Just because I’m blood sworn to keep these secrets in doesn’t mean I can’t act out.
It is time to make a plan.
—
I knock onBriar’s door. After a few moments, my superior answers in a cotton nightdress, dark hair in a loose bun. I hold up a bag of stale bread rolls offered to the faeries this morning. Sometimes we get scraps right before they fully turn to supplement the gruel they give us. Sometimes I’d rather have just the pasty porridge. Before I left the kitchens, I warmed the rock-hard bread with butter.
“Here.”
She rubs her face. “What time is it?”
“Late morning.”
“So we have a day until we need to start prepping her for the coronation. Her arms should only need a few more hours to fully mend.”
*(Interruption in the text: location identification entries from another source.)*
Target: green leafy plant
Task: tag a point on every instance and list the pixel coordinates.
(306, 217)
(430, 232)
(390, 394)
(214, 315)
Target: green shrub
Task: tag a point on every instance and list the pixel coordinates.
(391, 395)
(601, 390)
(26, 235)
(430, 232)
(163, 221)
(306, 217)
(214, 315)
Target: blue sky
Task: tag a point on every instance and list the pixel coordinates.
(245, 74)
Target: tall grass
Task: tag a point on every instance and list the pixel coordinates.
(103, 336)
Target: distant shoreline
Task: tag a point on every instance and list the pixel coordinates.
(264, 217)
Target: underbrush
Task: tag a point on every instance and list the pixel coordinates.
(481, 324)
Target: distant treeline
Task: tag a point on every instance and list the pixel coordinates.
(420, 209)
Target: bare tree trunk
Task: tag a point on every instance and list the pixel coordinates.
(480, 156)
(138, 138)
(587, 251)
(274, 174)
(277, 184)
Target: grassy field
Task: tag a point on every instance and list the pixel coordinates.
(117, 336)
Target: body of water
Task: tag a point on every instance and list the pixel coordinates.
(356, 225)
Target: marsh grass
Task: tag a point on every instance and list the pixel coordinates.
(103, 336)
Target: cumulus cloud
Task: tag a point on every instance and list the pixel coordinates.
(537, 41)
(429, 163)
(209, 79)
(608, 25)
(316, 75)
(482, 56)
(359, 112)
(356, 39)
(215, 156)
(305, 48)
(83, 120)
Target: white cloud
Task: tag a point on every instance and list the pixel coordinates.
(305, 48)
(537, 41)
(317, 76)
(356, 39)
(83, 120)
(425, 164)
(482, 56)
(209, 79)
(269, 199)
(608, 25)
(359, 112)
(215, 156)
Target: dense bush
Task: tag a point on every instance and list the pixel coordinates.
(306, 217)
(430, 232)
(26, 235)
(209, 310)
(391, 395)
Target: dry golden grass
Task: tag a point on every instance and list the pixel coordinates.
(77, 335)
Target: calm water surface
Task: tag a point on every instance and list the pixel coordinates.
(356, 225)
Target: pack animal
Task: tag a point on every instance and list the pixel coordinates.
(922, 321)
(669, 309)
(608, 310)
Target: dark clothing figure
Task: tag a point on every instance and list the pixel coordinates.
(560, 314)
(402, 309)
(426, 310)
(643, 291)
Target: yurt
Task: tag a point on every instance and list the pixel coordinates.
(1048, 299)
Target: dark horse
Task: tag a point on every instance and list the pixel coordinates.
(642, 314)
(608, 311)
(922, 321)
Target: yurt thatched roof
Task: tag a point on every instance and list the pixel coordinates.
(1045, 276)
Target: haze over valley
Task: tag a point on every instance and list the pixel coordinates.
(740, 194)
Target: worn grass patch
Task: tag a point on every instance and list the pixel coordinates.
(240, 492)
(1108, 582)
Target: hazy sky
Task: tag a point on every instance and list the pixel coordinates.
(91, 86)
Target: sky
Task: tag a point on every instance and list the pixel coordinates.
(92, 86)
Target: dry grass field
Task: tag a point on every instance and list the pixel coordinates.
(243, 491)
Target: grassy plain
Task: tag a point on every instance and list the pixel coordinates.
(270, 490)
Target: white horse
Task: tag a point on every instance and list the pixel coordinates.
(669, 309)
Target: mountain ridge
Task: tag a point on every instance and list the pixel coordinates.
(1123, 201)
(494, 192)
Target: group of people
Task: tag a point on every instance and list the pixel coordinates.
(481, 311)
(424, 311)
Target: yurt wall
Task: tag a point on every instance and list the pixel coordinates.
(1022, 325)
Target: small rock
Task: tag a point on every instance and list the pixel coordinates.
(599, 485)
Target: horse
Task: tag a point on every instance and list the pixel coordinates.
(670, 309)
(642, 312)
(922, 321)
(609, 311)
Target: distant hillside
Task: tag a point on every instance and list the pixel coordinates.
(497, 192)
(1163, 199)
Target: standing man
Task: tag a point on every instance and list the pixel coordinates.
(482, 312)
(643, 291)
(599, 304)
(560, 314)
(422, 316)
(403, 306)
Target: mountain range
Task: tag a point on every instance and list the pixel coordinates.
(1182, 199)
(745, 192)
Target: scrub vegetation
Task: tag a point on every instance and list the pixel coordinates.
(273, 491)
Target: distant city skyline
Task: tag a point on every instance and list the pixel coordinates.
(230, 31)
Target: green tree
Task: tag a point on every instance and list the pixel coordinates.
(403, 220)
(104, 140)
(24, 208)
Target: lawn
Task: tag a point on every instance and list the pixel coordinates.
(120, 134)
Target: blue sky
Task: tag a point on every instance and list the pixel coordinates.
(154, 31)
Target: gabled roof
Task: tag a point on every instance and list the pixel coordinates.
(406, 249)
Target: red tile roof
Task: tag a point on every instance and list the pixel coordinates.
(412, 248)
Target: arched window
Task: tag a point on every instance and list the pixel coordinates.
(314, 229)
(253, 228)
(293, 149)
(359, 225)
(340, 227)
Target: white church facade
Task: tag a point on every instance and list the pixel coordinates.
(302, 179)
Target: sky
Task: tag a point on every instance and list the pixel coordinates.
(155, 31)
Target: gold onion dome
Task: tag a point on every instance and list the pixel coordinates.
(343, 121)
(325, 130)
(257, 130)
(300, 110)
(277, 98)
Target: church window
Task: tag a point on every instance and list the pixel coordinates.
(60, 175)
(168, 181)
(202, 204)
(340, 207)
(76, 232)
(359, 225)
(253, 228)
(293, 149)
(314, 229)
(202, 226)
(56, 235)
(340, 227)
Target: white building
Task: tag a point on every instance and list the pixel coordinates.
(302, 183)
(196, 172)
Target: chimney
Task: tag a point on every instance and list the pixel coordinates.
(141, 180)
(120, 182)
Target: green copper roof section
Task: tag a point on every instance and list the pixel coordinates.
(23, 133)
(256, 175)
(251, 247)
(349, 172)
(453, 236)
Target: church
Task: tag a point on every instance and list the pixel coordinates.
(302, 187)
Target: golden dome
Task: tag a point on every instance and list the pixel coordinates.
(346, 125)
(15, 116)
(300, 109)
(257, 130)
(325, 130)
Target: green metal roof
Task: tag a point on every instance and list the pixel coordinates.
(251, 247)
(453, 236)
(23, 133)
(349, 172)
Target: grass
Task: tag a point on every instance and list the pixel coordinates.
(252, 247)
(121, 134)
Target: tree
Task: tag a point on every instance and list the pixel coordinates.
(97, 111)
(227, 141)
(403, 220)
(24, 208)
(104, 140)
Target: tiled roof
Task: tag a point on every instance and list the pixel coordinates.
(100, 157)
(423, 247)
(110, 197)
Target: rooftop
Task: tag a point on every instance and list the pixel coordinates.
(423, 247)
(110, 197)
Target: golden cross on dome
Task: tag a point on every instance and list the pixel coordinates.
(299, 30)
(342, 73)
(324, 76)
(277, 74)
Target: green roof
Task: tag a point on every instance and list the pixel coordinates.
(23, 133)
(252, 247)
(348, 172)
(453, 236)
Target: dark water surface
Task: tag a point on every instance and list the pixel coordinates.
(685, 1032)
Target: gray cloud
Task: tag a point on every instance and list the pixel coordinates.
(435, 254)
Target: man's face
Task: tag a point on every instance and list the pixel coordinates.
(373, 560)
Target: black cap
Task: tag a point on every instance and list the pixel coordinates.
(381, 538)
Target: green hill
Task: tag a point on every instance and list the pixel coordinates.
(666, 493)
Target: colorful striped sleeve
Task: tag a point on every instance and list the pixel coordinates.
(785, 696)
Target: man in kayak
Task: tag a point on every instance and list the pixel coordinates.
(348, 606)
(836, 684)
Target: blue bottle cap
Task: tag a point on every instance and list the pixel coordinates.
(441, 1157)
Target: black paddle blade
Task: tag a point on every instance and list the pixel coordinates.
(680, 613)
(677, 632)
I grimace. “How often does this happen?”
Briar steps back, opening her door for me to enter. Inside looks exactly like my new room, skinny but with a small window and cot. As we settle on the mattress, I take out a roll and hand it to her.
She sniffs. “How’d you convince the cooks to part with fae butter?”
“Told them a guest of Kassandra has a dog.”
She smirks, biting into the roll. I tear at mine with my teeth, chewing. After a few moments, Briar says, “There were several years when I would intervene and he would break my arms, too.”
Cringing, I say, “I am sorry.”
She shrugs. “As faeries heal slower than fae, I couldn’t be there to tend to her, and Dominik refused to allow any day servant in.She was left alone, and I was left broken for weeks. Then I spent some time begging the guards for help, but forgot whose orders they must follow in the House. We can only speak of it now because we are both blood sworn.”
My stomach tightens. “This is a nightmare.”
“My point is—redirect. I’ve found this is the best way to reduce harm overall.”